Use both — ripvec for "find the retry logic", grep for "find `TODO`".

**vs Sourcegraph / GitHub search** — ripvec runs locally on your machine. Your
code never leaves your laptop. No servers, no subscriptions, no cloud.

**vs Serena / LSP tools** — ripvec *is also* an LSP server (`ripvec-mcp --lsp`).
It provides cross-language code intelligence (symbols, definitions, references,
hover, syntax diagnostics) for 21 languages — including bash, HCL, TOML, and
others that have no dedicated language server. For languages with dedicated LSPs
(Rust, Go, TypeScript), ripvec complements with semantic cross-language search.

**vs grepai / mgrep / cloud tools** — ripvec is self-contained. No Ollama, no
API keys, no Docker, no external embedding service. One binary, bundled model
weights, GPU acceleration on hardware you already own.

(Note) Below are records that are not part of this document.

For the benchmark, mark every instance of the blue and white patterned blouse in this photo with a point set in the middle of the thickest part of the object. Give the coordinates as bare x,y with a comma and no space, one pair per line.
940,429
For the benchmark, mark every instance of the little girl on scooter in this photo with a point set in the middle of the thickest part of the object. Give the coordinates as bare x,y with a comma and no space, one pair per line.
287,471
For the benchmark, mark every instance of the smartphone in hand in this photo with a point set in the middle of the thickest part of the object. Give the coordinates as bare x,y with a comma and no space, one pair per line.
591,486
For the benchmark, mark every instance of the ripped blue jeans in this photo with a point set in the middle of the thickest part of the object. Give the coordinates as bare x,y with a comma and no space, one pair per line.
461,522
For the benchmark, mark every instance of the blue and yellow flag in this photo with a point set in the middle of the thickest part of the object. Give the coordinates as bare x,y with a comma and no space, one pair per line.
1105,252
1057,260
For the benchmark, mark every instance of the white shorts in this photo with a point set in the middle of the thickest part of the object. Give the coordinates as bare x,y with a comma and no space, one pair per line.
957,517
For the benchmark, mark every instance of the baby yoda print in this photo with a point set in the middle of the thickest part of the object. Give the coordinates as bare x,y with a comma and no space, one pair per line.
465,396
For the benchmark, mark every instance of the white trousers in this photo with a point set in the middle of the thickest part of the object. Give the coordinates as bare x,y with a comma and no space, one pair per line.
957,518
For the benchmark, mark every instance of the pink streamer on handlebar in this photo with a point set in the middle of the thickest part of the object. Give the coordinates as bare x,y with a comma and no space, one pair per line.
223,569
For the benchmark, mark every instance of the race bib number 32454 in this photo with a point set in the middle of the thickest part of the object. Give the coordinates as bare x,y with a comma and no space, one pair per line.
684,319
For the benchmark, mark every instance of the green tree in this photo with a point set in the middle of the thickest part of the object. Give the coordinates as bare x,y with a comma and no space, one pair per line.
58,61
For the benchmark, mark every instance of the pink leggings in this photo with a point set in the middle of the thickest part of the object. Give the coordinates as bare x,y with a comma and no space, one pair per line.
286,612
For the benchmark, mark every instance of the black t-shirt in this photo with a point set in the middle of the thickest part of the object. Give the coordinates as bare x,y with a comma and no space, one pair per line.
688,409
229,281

**vs Bloop** — Bloop was archived in January 2025. ripvec fills the same niche
(Rust, semantic, local, open source) with better technology: ModernBERT
embeddings, hybrid BM25+vector ranking, PageRank repo maps, and Metal/CUDA
GPU acceleration.

## How it works

1. **Walk** your codebase, respecting `.gitignore`
2. **Chunk** files into semantic units via tree-sitter (or sliding windows)
3. **Embed** each chunk using ModernBERT (768-dim vectors, GPU-accelerated)
4. **Rank** by cosine similarity to your query + BM25 keyword fusion
5. **Cache** embeddings for instant subsequent searches

The search index also includes a PageRank-weighted repo map — a structural
overview showing which files are architecturally central based on their
import graph. Use `get_repo_map` in the MCP server or `ripvec --repo-map`.

---

## For contributors

### Architecture

Cargo workspace with three crates:

| Crate | Role |
|-------|------|
| [`ripvec-core`]crates/ripvec-core | Backends, chunking, embedding, search, repo map, cache |
| [`ripvec`]crates/ripvec | CLI binary (clap + ratatui TUI) |
| [`ripvec-mcp`]crates/ripvec-mcp | MCP server binary (rmcp) |

### GPU backends

| Backend | Platform | How |
|---------|----------|-----|
| Metal | macOS (default) | Custom MSL kernels + MPS GEMMs via AMX |
| MLX | macOS (fallback) | mlx-rs, lazy eval graph fusion |
| CUDA | Linux | cudarc + cuBLAS FP16 tensor cores + fused NVRTC kernels |
| CPU | Everywhere | ndarray + system BLAS (Accelerate / OpenBLAS) |

### Embedding models

- **ModernBERT** (default) — `nomic-ai/modernbert-embed-base`, 768-dim, mean pooling, 22 layers
- **BGE-small** (`--fast`) — `BAAI/bge-small-en-v1.5`, 384-dim, CLS pooling, 12 layers

### Docs

- [Metal/MPS Architecture]docs/METAL_MPS_ARCHITECTURE.md
- [CUDA Architecture]docs/CUDA_ARCHITECTURE.md
- [Development Learnings]docs/LEARNINGS.md

## License

Licensed under either of [Apache-2.0](LICENSE-APACHE) or [MIT](LICENSE-MIT) at your option.